Money will help fund MS research and services

(HARTLAND, WISCONSIN) – Fundraising events hosted by the National Multiple Sclerosis Society-Wisconsin Chapter during 2015 so far have raised more than $3.6 million. The events were: MS Snowmobile Tour, which was held in January; Walk MS, a series of community walks held at 20 locations throughout the state in April, May and September; Bike MS: TOYOTA Best Dam Bike Tour, which was held in August; and Challenge Walk MS, a three-day, 50-mile walk in Door County held last month.

The funds – which came from donations and fundraising by nearly 14,000 participants across each of the events – will help support global MS research as well as programs and services to help those locally who are living with MS or who care for someone who is. (A number of Wisconsin researchers have been among those funded by donations to the Society.)

More than 11,000 children, women and men in Wisconsin have been diagnosed with MS – believed to be one of the higher prevalence rates in the nation.

For more details, to make a donation or to connect with someone regarding MS-related services for those living in Wisconsin, visit or call 262-369-4400 (toll-free inside Wisconsin 800-242-3358).

Click here to see the number of people in each Wisconsin county who have disclosed to the National MS Society that they have been diagnosed, and click here for an indication of the economic impact.

About Multiple Sclerosis

Multiple sclerosis is an unpredictable, often disabling disease of the central nervous system that disrupts the flow of information within the brain, and between the brain and body.

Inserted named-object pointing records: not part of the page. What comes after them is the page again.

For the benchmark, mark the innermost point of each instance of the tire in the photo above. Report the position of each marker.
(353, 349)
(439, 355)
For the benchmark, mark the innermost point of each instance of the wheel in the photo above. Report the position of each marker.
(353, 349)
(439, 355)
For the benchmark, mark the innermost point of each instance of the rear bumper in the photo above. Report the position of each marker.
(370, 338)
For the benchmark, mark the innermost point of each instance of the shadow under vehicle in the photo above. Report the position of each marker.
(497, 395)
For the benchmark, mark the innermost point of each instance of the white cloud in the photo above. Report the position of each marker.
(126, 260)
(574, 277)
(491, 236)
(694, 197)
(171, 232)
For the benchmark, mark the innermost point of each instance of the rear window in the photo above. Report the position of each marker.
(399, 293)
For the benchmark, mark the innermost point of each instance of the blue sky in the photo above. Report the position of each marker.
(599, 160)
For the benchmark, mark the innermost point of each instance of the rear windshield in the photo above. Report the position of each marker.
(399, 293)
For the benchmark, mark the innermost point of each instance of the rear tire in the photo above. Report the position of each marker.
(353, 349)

Symptoms range from numbness and tingling to blindness and paralysis. The progress, severity and specific symptoms of MS in any one person cannot yet be predicted, but advances in research and treatment are leading to better understanding and moving us closer to a world free of MS. Most people with MS are diagnosed between the ages of 20 and 50, with at least two to three times more women than men being diagnosed with the disease. MS affects more than 2.3 million people worldwide.